My expectations going into the scholarship were that the academic part would take up the main chunk of my time, and that was correct. It’s also been the best part of the scholarship, spending time on the equipment and spending time out in the field has been very rewarding and taught me a lot of skills that I wouldn't have learned otherwise.
The leadership element of the scholarship was very beneficial. The key skills that I took from it were: learning how to work as a team, learning how to apply myself in a team scenario based on my personality, how to apply myself as a leader based on my personality and what tasks I should take on and what tasks I should probably avoid.
Currently studying Geological Science at University of Leeds
My project uses laser ablation inductively coupled plasma mass spectroscopy to analyse trace elements in natural gold from the Caledonian mountain range in Scotland. The reason I chose this particular project is because it focuses on a branch of research in mineralisation that is not at the forefront, but is very important and in the background. Most research in most universities occurs around porphyry systems, which are volcanic mineralising systems, and epithermal systems as well.

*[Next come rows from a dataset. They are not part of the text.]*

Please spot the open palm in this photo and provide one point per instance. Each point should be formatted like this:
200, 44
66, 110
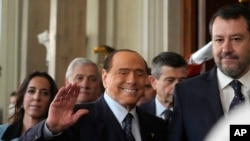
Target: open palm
61, 115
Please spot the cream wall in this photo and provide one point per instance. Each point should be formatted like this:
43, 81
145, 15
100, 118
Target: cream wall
147, 26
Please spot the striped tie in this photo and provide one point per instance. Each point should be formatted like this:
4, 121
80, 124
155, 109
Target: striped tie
238, 96
127, 127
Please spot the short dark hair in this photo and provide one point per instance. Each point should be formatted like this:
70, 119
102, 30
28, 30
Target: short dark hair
231, 11
19, 111
171, 59
107, 65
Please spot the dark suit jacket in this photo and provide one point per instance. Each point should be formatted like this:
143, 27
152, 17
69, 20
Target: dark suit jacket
197, 107
101, 125
149, 107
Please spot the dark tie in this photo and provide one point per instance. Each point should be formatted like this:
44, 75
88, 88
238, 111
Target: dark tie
238, 96
167, 115
127, 128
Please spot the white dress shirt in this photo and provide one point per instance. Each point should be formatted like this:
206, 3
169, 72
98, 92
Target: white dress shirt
227, 92
160, 109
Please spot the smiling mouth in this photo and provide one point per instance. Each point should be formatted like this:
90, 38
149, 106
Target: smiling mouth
34, 106
129, 90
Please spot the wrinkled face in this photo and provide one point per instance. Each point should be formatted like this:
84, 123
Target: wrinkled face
164, 86
37, 98
149, 93
231, 46
87, 78
125, 82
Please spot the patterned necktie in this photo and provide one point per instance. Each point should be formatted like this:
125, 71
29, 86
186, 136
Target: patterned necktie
127, 127
238, 96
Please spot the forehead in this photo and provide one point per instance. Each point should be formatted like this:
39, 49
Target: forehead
85, 69
221, 25
39, 82
175, 72
126, 59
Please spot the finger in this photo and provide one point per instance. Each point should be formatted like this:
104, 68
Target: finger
73, 94
59, 94
78, 114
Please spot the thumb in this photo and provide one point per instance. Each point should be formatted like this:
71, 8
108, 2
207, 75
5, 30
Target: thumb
79, 113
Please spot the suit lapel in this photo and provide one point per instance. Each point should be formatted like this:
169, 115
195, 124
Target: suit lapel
213, 94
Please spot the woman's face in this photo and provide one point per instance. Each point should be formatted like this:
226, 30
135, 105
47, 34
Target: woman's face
37, 98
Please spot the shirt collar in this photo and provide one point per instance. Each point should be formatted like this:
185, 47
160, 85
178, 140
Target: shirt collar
224, 80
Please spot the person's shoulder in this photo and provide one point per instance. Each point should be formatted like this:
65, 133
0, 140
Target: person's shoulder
147, 105
3, 128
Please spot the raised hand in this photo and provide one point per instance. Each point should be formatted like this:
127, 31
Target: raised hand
61, 115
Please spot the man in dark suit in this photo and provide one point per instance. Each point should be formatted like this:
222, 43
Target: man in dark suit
201, 101
168, 69
123, 76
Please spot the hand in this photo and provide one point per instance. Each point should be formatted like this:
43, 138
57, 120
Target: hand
61, 115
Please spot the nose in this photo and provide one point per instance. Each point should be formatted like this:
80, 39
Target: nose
131, 78
36, 96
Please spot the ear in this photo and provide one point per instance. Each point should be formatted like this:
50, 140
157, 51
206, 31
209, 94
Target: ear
153, 81
104, 77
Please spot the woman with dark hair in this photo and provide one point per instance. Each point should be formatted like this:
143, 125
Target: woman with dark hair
33, 99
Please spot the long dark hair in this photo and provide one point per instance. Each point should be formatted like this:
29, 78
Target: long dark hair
19, 111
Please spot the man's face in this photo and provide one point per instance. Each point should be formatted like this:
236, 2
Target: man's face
149, 93
87, 78
164, 86
231, 46
125, 82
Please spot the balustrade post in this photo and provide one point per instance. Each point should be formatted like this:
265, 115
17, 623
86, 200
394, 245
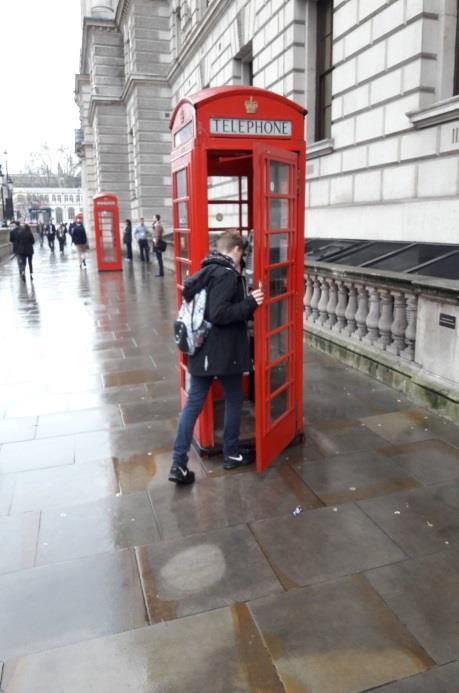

The speciality at Leeds in the Ores and Minerals group is orogenic mineralisation, and orogenic gold.
Without the scholarship I wouldn’t have been able to go to the Society of Economic Geologists Undergraduate Conference in Vancouver this year. Most people are advised to go once, and that’s in their third year when they’re looking for jobs. Being able to go twice (once funded by the Scholarship and once self-funded) and hopefully present a poster each time will be very useful for building my network and getting recognised in that area of the world.